Shares of Intel (INTC) rose more than 9% on Wednesday after the company said it is buying back an equity stake in one of its chip plants in Ireland from Apollo (APO).
The news is a good sign that Intel, which continues its turnaround efforts, is getting on a more stable financial footing.
The chipmaker will buy back the 49% stake in the manufacturing facilities it sold to Apollo for $11.2 billion in 2024 for $14.2 billion, the company said in a statement.
Apollo is the parent company of Yahoo Finance.
“Our 2024 agreement was the right structure at the right time and provided Intel with significant flexibility, allowing us to accelerate critical initiatives,” said Intel Chief Financial Officer David Zinsner.
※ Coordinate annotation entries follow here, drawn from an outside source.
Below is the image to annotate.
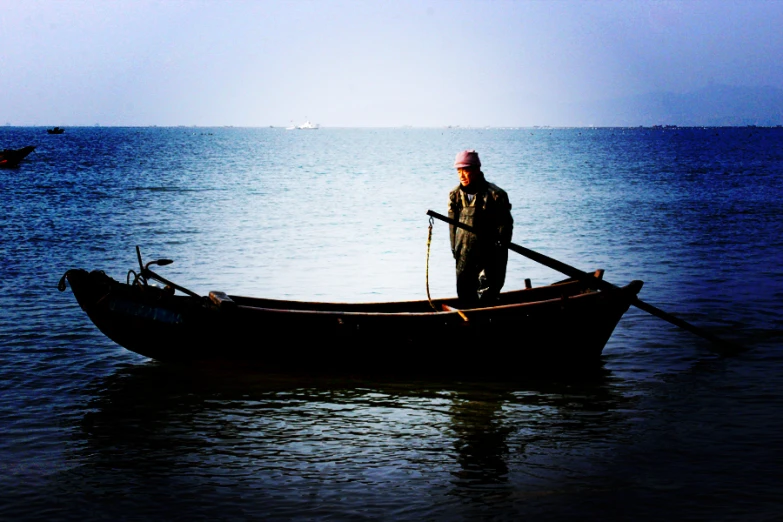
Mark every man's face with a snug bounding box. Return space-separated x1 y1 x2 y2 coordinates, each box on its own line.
457 168 478 187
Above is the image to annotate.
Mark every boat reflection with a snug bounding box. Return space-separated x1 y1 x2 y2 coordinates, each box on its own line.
75 363 625 507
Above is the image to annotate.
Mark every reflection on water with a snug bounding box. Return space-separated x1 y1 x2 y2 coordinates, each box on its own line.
46 363 626 519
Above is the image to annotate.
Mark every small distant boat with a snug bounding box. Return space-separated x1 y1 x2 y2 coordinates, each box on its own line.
0 145 35 167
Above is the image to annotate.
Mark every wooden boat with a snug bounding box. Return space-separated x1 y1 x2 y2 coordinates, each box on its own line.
59 247 643 375
0 145 35 167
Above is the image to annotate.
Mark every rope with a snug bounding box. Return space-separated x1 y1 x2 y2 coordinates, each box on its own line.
424 216 438 312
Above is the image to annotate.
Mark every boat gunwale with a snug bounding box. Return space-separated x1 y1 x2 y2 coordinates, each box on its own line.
227 285 635 318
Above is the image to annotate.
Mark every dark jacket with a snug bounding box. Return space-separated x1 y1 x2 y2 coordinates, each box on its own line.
449 180 514 298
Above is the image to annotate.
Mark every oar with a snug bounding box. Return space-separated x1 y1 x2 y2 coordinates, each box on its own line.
427 210 745 355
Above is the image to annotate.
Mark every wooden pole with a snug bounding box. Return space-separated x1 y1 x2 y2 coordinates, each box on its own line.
427 210 745 355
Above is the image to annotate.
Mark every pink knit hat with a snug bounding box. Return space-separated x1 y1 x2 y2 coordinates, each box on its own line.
454 150 481 169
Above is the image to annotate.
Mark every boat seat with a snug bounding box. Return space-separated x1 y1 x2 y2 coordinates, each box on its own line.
209 291 237 309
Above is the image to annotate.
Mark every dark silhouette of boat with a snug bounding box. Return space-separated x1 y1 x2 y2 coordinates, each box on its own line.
58 246 643 376
0 145 35 167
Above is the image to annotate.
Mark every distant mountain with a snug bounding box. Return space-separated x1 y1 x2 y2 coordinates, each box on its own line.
561 85 783 127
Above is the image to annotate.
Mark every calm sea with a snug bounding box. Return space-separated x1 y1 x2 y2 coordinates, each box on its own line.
0 127 783 521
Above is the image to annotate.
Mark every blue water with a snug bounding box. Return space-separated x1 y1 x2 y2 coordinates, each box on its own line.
0 127 783 520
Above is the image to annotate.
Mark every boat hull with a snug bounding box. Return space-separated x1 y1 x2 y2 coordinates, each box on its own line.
64 270 642 374
0 145 35 168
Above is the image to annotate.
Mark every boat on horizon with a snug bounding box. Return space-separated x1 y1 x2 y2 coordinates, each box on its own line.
58 247 643 376
286 120 321 130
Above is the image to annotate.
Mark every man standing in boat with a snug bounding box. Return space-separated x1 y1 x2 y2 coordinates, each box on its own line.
449 150 514 306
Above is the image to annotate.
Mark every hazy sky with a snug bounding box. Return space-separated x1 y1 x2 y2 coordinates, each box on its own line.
0 0 783 127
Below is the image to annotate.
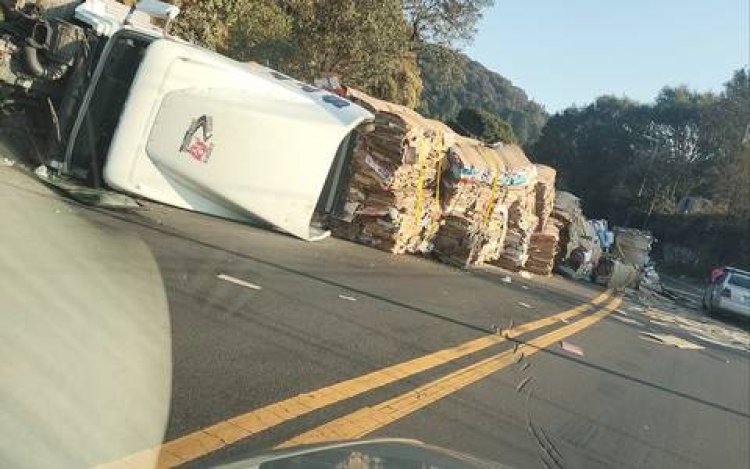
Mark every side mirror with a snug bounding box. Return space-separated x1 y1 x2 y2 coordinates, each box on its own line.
135 0 180 21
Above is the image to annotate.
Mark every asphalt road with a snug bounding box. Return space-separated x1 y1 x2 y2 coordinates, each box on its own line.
0 165 750 468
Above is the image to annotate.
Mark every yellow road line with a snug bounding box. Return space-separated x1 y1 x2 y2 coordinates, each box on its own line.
277 298 622 448
98 292 611 469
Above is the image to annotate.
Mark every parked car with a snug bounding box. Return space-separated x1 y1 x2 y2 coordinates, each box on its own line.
703 267 750 317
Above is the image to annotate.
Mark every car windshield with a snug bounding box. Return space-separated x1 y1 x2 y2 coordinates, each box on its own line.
0 0 750 469
729 274 750 290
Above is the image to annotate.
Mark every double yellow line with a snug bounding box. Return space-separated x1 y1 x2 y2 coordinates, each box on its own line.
99 292 621 469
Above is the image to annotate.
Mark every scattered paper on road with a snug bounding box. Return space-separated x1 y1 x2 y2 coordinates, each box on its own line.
216 274 263 290
560 340 583 357
641 332 704 350
643 307 750 351
648 319 671 327
516 376 531 392
612 316 644 326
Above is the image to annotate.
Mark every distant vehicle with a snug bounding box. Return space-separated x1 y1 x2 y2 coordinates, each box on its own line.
703 267 750 318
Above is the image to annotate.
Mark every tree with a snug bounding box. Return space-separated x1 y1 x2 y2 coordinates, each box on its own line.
451 108 516 143
402 0 495 47
172 0 292 62
280 0 422 106
418 45 548 145
702 69 750 222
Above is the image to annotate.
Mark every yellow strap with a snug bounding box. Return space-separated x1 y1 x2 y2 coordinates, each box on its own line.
484 171 500 227
414 135 430 226
435 134 447 206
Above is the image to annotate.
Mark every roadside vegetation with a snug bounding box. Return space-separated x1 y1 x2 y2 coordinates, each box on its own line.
156 0 750 272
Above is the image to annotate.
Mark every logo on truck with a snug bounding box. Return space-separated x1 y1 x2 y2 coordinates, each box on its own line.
180 114 214 163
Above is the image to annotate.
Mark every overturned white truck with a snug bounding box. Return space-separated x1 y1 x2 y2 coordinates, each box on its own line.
0 0 372 240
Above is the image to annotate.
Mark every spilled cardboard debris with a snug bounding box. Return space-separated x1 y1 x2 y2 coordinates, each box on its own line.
640 332 704 350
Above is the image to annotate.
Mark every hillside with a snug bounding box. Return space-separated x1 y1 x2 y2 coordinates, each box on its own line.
417 46 549 145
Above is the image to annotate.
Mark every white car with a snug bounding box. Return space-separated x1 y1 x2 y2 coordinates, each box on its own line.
703 268 750 317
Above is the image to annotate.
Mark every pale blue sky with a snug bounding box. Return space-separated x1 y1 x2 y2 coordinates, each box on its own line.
464 0 750 112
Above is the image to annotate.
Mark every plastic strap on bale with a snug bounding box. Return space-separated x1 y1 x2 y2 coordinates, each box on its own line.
414 134 430 226
480 145 507 228
484 169 500 227
435 132 447 207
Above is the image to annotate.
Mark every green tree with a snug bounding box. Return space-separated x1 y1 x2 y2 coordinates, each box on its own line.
281 0 414 102
450 108 517 143
702 69 750 221
172 0 292 62
417 45 548 145
402 0 495 47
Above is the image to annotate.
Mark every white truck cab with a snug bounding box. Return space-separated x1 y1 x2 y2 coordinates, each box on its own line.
0 0 373 240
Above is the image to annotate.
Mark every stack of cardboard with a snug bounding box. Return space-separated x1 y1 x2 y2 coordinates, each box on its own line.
524 165 560 275
524 223 560 275
434 137 501 267
491 145 538 270
552 191 602 276
332 89 452 253
534 164 557 232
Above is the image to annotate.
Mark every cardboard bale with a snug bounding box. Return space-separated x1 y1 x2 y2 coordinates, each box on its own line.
331 89 453 254
434 137 502 267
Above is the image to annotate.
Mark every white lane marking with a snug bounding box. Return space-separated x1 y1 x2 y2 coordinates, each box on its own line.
216 274 263 290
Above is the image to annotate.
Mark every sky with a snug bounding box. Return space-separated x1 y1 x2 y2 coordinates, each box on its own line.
470 0 750 112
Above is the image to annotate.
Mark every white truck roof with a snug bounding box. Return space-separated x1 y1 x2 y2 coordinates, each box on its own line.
104 38 373 240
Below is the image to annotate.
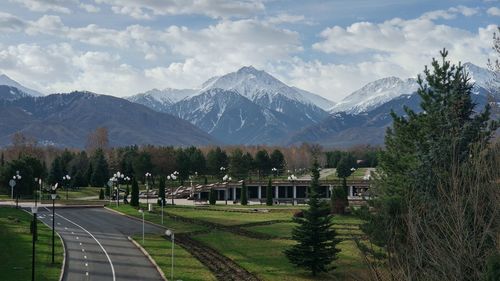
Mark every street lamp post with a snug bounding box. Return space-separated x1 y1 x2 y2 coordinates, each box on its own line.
145 172 151 210
288 174 297 206
165 229 175 280
50 183 57 264
31 203 38 281
167 171 179 206
139 209 144 245
63 175 71 200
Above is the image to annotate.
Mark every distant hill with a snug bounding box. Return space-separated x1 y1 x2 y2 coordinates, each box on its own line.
0 92 217 148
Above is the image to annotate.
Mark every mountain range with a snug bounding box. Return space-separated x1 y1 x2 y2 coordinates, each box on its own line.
0 63 500 147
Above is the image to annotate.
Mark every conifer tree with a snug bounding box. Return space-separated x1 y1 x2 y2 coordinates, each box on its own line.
266 178 273 206
285 161 340 276
362 50 500 280
130 178 139 207
241 181 248 206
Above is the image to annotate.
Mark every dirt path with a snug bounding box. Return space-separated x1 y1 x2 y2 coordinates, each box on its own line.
175 234 260 281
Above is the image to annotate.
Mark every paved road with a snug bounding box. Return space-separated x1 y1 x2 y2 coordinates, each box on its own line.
39 207 163 281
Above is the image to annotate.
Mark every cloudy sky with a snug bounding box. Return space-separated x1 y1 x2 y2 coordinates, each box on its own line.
0 0 500 101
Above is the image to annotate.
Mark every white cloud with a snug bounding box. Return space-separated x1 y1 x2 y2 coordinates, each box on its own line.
486 7 500 17
95 0 265 19
9 0 78 14
0 12 26 32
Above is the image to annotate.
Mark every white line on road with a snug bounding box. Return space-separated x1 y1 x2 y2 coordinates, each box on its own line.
56 214 116 281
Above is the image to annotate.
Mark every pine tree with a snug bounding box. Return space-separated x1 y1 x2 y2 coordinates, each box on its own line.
90 149 109 186
285 161 340 276
130 178 139 207
362 50 500 280
266 179 274 206
241 181 248 206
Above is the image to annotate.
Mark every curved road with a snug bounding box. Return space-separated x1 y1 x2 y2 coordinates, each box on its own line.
39 207 163 281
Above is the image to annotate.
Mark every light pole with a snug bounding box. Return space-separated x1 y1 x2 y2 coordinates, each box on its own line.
222 175 232 205
63 175 71 200
144 172 151 211
50 183 57 264
139 209 144 245
167 171 179 206
271 167 278 177
165 229 175 280
288 174 297 205
31 203 38 281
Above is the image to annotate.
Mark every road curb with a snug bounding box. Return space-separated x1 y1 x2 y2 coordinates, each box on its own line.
21 208 66 281
127 236 168 281
104 206 169 230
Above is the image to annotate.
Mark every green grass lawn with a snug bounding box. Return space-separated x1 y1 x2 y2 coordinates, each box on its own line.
108 204 206 233
167 208 295 225
133 235 217 281
0 207 63 281
194 231 366 281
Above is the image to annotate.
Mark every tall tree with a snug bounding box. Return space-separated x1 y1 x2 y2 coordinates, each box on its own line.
285 161 340 276
254 149 272 177
90 149 109 187
363 50 500 280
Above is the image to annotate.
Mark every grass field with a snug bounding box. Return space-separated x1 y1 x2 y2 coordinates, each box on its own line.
133 235 216 281
167 208 296 225
194 231 366 281
0 207 63 281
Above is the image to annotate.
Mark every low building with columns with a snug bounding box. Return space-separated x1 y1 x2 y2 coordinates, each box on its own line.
167 179 370 204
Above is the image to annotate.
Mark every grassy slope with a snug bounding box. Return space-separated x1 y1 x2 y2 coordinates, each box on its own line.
0 207 63 281
134 235 216 281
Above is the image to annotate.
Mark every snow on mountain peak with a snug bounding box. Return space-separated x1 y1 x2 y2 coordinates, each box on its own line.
200 66 333 110
330 77 418 114
0 74 43 97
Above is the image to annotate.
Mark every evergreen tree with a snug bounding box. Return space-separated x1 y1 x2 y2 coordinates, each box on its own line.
241 181 248 206
90 149 109 186
208 189 217 205
158 177 166 205
130 178 139 207
285 161 340 276
266 179 274 206
362 50 500 280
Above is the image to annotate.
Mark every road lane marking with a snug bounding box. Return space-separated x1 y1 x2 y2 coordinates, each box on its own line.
56 214 116 281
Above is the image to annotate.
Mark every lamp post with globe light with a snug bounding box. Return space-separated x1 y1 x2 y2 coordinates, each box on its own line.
167 171 179 206
63 175 71 200
165 229 175 280
144 172 152 207
50 183 58 264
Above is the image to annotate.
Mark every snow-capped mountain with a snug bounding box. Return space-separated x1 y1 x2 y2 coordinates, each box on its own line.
200 66 334 110
0 74 43 97
330 77 418 114
128 66 333 144
329 62 500 114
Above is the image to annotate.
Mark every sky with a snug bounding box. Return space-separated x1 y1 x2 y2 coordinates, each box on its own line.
0 0 500 101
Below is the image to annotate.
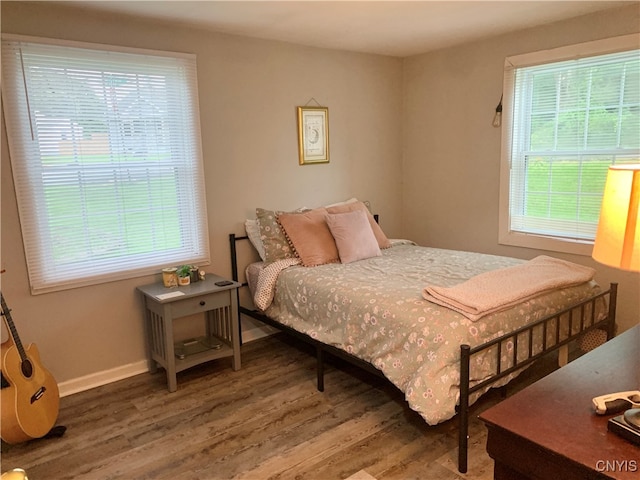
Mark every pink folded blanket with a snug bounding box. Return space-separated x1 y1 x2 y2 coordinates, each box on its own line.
422 255 595 322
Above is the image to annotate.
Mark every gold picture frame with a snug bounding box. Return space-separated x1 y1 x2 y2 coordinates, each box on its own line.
298 107 329 165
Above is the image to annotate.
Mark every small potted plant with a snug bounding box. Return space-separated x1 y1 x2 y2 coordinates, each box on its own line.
176 265 191 285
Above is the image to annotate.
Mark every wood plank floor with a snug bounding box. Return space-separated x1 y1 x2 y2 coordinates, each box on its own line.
2 335 554 480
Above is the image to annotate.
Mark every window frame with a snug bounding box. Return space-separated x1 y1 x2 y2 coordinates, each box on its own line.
498 34 640 256
2 34 210 295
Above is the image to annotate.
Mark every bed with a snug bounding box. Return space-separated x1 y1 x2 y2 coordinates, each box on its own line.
229 202 616 473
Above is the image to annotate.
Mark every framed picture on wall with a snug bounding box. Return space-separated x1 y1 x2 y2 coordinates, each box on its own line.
298 107 329 165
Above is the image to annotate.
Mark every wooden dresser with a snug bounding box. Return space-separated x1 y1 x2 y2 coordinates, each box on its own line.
480 325 640 480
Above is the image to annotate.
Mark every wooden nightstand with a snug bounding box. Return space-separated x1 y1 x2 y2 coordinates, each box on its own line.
138 273 240 392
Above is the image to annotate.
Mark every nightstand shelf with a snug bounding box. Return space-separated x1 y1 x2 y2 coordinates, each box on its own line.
138 274 241 392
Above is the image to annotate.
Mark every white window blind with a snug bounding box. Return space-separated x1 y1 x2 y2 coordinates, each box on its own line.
503 35 640 253
2 36 209 293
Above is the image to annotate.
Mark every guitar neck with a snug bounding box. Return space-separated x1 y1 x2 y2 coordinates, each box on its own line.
0 292 27 361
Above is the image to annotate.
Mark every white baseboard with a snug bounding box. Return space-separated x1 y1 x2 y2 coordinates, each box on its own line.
58 360 149 397
58 325 278 397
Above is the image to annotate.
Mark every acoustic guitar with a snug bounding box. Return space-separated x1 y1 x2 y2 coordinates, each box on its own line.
0 292 60 444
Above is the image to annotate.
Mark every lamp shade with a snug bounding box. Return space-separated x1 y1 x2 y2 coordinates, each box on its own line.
592 164 640 272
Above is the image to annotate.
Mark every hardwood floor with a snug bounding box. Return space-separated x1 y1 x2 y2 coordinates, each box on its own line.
2 335 553 480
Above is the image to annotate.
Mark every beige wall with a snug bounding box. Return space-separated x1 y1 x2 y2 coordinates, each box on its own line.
1 2 640 393
402 6 640 331
1 2 402 390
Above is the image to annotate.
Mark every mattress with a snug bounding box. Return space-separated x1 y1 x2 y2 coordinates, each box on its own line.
248 242 606 425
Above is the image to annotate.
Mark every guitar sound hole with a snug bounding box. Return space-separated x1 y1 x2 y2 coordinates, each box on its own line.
20 360 33 378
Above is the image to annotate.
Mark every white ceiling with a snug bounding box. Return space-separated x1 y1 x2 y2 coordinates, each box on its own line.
61 0 640 57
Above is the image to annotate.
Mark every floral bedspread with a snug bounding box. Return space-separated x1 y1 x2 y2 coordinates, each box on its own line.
258 242 605 425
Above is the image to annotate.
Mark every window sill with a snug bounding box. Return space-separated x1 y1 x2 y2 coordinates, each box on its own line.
498 232 593 257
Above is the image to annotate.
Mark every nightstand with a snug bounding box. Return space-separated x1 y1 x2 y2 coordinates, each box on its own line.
138 273 240 392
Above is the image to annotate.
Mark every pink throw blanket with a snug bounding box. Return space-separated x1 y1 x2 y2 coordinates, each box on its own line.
422 255 595 322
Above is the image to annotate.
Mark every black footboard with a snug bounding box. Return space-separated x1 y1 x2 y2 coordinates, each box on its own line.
229 233 617 473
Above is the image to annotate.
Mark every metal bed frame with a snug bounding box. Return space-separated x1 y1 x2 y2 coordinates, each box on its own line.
229 232 618 473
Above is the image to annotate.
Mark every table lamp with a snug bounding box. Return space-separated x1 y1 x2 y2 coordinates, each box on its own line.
591 164 640 272
591 164 640 445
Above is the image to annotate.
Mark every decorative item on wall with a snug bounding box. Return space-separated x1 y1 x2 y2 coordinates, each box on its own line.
298 98 329 165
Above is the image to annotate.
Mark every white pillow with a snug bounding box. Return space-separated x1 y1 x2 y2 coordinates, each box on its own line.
244 218 266 262
327 210 382 263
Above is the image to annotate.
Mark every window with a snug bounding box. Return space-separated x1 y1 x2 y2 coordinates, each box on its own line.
2 36 209 293
500 35 640 255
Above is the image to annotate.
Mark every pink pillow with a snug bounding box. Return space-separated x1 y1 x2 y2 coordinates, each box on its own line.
327 210 382 263
327 202 391 248
278 208 339 267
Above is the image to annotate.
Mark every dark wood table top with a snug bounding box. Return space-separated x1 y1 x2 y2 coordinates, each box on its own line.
480 325 640 480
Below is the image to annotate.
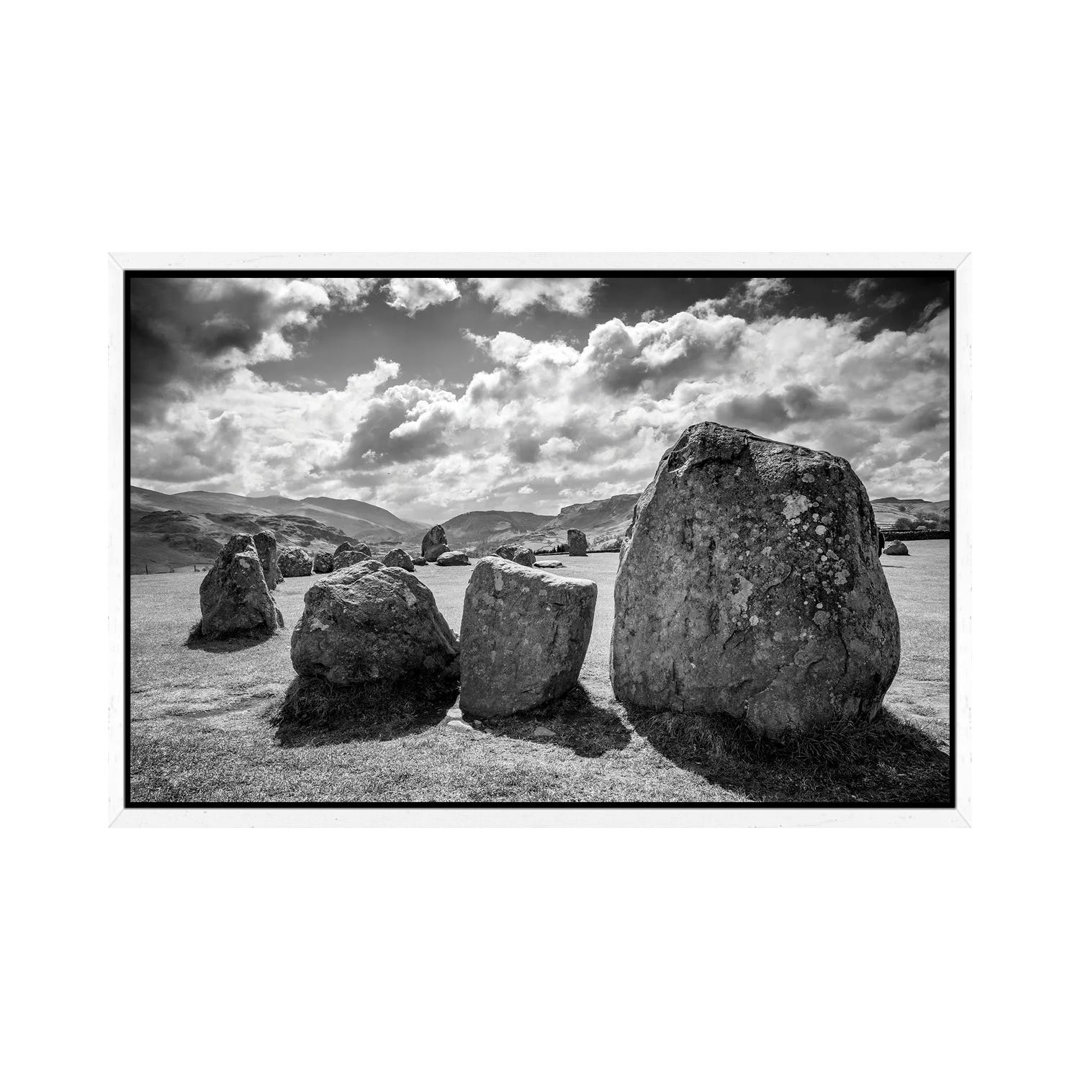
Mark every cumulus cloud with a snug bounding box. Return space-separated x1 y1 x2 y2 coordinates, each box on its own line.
132 286 949 516
382 278 461 315
469 278 600 315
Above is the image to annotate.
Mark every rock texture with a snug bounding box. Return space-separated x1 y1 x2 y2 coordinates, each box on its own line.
611 423 900 735
278 548 314 578
461 556 596 716
420 525 449 563
253 529 281 590
495 543 537 566
382 548 413 573
435 551 469 566
199 532 284 638
292 564 458 688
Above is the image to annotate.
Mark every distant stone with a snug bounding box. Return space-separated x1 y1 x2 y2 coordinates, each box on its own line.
610 423 900 735
420 525 449 563
435 551 469 566
199 532 285 638
278 548 314 578
461 556 596 716
334 540 372 555
292 564 458 688
334 548 372 570
252 529 281 591
495 543 537 566
382 548 414 573
566 529 589 555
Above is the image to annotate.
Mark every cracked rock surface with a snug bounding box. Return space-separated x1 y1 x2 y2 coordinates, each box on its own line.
611 423 900 735
461 556 596 716
292 561 458 687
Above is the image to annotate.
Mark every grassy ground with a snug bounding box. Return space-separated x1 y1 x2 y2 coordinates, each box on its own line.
131 540 949 805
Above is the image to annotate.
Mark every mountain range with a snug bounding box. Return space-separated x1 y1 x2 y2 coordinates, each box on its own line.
129 486 950 572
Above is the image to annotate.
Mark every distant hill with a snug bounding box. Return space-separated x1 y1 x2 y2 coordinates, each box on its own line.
129 487 426 541
129 505 349 573
870 496 953 528
442 510 554 548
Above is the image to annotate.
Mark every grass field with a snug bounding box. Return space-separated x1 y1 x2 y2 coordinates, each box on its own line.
131 540 949 805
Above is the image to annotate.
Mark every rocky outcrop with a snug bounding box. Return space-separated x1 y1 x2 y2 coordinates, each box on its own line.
611 423 900 735
292 564 458 689
566 529 589 555
199 532 284 639
461 556 596 716
278 548 314 578
382 548 413 573
435 551 469 566
252 529 281 591
420 525 449 563
495 544 537 566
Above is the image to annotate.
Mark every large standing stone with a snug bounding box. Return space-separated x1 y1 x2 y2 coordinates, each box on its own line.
420 525 449 563
199 532 284 638
382 548 413 572
278 548 314 578
435 551 469 566
253 529 281 591
495 543 537 566
461 557 596 716
611 423 900 735
292 565 458 686
566 529 589 555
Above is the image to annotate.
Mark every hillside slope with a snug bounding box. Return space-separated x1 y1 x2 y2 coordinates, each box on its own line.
129 487 423 540
129 505 349 573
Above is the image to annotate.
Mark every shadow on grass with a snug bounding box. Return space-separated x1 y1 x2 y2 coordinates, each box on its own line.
184 621 274 652
627 708 950 806
477 683 631 757
271 676 458 747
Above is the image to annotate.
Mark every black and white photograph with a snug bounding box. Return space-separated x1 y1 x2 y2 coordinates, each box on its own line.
123 264 956 810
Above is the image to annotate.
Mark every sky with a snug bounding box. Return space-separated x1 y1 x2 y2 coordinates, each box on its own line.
129 273 950 521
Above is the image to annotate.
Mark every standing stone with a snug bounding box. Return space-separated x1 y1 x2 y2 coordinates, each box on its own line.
278 548 314 578
435 551 469 566
382 548 413 572
334 548 372 570
420 525 449 563
461 556 596 716
611 423 900 735
292 565 458 687
199 532 285 638
566 529 589 555
253 529 281 591
495 543 537 566
334 540 372 557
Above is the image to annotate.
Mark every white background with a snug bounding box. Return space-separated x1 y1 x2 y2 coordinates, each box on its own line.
0 0 1078 1080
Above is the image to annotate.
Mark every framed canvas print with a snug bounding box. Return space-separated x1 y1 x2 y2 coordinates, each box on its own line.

“Today we have a stronger balance sheet, improved financial discipline and an evolved business strategy. We appreciate Apollo’s continued collaboration in achieving this result while realigning our capital structure with our long-term strategy.”
Former Intel CEO Pat Geldinger sold his stake in the Irish facility at a time when the company needed to shore up its finances as it sought to regain a leading position in chip development and manufacturing technologies that it ceded to rivals AMD (AMD) and TSMC (TSM).
Intel’s revenue declined 20% year over year in 2022, 14% in 2023, another 2% in 2024, and 0.47% last year.
Intel has largely missed the AI ​​explosion that has catapulted Nvidia (NVDA) to become the largest publicly traded company on the planet due to its lack of significant graphics chip technology.
But the tide appears to be turning in Intel’s direction. As agent AI, AI robots that can perform tasks on behalf of a user, gains momentum, central processing units (CPUs) are becoming increasingly important to data center builders and hyperscalers.
Intel also successfully launched its long-delayed 18A chip technology, which promises similar performance and battery life to Apple’s Arm-based M-series chips.
I used an 18A-based chip, called Core Ultra Series 3, and found it to be as capable as Apple’s processors.
Intel has also received significant backing from both the Trump administration, which bought a 10% stake in the company in August, and Nvidia, which bought $5 billion worth of company stock in September.
The move to CPUs in AI data centers and Intel’s improved chip technology could finally help the company return to growth, with investors expecting revenue to rise 2% year-over-year by the end of 2026.
But AMD chips are also in high demand in the data center for agent AI workloads. And Nvidia has begun deploying its own CPU servers to power AI services. Arm, which traditionally licenses chip designs to companies like Apple and Nvidia, is even getting in on the action with its first production CPU.